When Chris Dischinger and I were rolling out the first offering of our Developer course, someone asked me where I would be willing to go to develop. Without hesitation, I answered that I would invest anywhere that the Second Amendment is strongly protected. It has nothing to do with the right to own a firearm; it is all about the way that particular state thinks about business. For instance, Texas is about as business friendly as any state in the union. Ditto for Oklahoma, Indiana, and Colorado (most of the time). I have owned property in all these states and have done development in most of them. I would go to Arizona, Montana, Idaho, and Wyoming immediately, but if offered deals in some of the states on the east and west coasts, I would have to do some serious homework.

This leads me to my reason for this article. I just spent several days in Ontario with my partner and good friend, Darryl McCullough. It has been several years since I have been in Toronto. At 6.1 million people (according to World Atlas), Toronto ranks 51st in population in the world—about the same as Dallas Fort Worth (DFW) at 5.9 million, ranking 54th. Darryl and I spent a lot of time driving around the first day I got there, which was October 10, and Canada’s Thanksgiving Day. Because it was a national holiday, the traffic was manageable. I remember what it was like in DFW during the late 1970s when we were going through a huge expansion, and Toronto’s current boom makes what we were going through then look like a bump. There are cranes all over the province, many of them involved in high-rise condo projects. The area is undergoing a huge boom because of a lack of construction and massive immigration from all over the world.
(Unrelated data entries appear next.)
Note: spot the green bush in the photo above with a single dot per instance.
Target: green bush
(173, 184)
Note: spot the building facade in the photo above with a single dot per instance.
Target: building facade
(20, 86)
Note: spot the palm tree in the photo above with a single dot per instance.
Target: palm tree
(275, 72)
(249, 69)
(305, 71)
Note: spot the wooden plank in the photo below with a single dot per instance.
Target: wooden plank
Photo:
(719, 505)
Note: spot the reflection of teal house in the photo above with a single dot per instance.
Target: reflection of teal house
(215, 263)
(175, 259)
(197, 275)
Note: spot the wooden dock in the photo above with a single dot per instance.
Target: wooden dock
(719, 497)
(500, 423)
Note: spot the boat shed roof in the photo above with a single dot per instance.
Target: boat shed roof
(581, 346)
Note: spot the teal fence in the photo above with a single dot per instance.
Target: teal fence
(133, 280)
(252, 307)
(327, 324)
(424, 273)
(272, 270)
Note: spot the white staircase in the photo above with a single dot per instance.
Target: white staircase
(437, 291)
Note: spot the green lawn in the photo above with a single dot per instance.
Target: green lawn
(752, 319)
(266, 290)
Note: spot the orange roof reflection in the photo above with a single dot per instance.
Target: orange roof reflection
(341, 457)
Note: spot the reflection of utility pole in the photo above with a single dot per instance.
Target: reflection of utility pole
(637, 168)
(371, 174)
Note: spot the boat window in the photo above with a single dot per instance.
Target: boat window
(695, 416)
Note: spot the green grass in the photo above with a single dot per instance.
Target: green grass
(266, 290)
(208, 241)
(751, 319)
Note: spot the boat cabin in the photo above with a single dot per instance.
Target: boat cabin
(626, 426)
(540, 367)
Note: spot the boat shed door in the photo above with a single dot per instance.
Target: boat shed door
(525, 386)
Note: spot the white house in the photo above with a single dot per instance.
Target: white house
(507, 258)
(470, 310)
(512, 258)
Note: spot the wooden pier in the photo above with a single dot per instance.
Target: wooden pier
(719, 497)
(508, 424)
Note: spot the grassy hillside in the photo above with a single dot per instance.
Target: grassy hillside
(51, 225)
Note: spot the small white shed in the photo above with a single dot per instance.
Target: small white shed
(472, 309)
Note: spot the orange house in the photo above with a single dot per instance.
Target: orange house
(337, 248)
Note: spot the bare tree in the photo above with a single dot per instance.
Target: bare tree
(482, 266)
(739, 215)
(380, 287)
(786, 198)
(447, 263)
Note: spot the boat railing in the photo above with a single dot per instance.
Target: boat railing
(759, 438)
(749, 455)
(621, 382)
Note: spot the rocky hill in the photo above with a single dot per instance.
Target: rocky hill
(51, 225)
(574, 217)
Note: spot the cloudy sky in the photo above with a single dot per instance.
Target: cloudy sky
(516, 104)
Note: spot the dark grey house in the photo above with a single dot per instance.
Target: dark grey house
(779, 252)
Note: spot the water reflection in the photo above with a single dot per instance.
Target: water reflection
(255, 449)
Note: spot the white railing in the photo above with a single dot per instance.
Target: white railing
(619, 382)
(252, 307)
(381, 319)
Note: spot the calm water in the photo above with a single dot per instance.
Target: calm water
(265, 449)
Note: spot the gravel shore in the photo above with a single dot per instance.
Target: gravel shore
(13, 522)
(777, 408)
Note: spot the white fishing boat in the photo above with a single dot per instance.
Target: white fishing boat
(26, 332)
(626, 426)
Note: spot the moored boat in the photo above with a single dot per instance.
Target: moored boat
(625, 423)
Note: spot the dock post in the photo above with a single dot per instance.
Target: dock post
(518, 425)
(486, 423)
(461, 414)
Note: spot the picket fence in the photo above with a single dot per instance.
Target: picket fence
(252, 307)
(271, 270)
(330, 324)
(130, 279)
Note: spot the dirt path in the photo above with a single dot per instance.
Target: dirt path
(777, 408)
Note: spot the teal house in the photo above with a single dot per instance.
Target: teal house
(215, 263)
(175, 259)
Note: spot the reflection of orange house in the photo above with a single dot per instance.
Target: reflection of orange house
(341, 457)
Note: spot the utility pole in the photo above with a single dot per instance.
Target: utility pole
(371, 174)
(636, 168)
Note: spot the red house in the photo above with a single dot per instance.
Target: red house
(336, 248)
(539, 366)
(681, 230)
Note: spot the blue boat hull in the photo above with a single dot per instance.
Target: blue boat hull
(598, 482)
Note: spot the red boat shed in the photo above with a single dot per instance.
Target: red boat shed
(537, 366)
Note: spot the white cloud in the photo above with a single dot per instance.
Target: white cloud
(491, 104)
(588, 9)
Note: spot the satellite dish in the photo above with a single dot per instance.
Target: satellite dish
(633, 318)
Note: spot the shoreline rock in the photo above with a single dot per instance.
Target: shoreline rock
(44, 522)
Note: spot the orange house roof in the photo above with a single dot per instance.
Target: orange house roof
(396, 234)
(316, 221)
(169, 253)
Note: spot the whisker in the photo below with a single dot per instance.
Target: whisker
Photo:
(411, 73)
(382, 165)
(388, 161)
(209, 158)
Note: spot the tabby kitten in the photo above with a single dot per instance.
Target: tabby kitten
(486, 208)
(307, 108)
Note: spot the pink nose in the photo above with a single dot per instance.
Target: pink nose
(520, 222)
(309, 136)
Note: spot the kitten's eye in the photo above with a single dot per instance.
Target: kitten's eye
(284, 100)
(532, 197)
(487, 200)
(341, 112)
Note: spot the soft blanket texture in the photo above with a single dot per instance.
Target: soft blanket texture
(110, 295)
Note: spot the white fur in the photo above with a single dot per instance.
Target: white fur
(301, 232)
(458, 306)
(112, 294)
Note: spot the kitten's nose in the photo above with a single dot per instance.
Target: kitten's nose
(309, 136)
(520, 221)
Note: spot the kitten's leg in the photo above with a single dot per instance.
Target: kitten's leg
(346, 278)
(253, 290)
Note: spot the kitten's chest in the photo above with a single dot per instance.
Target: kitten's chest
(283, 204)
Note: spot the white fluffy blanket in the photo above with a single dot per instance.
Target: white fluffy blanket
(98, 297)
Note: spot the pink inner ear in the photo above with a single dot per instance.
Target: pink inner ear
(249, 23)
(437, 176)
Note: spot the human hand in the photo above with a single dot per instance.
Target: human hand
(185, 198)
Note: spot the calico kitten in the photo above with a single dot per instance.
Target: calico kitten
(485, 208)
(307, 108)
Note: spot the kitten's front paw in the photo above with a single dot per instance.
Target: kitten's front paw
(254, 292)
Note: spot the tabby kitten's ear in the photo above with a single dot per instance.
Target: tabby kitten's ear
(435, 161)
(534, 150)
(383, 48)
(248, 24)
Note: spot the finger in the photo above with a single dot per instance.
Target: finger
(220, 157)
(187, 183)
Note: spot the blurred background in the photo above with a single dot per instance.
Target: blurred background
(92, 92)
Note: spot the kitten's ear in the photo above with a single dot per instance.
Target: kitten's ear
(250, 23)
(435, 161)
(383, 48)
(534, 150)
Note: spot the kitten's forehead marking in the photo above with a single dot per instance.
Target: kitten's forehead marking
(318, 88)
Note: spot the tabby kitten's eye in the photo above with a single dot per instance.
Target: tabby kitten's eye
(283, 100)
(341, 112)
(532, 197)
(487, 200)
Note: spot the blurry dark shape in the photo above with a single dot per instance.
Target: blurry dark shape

Darryl has underwritten investments in the United States for wealthy Canadian families for many years. Just as I am willing to invest in other states, his investors are quick to invest in the United States. But what about us—will we go to Canada? I think so. The boundary between Texas and Oklahoma is nothing but an imaginary line on a piece of paper . . . at least until the University of Texas and the University of Oklahoma meet in the Cotton Bowl—then it is serious! But that is another story. If I am willing to cross the line into Oklahoma, why not go into Ontario? It is just another imaginary line. I came to the decision on this trip that I would invest in Ontario just as I will invest in Colorado. I would need a sponsor on the ground, and I trust Darryl without any doubt at all. It is no different from trusting Bill Richert in Oklahoma and Nick Esterline in Kansas.

So, are we area bound? Will we go north of “that” border also? Why not, if the deal is right and the authority will let us keep an acceptable portion of the profits if our deal works out?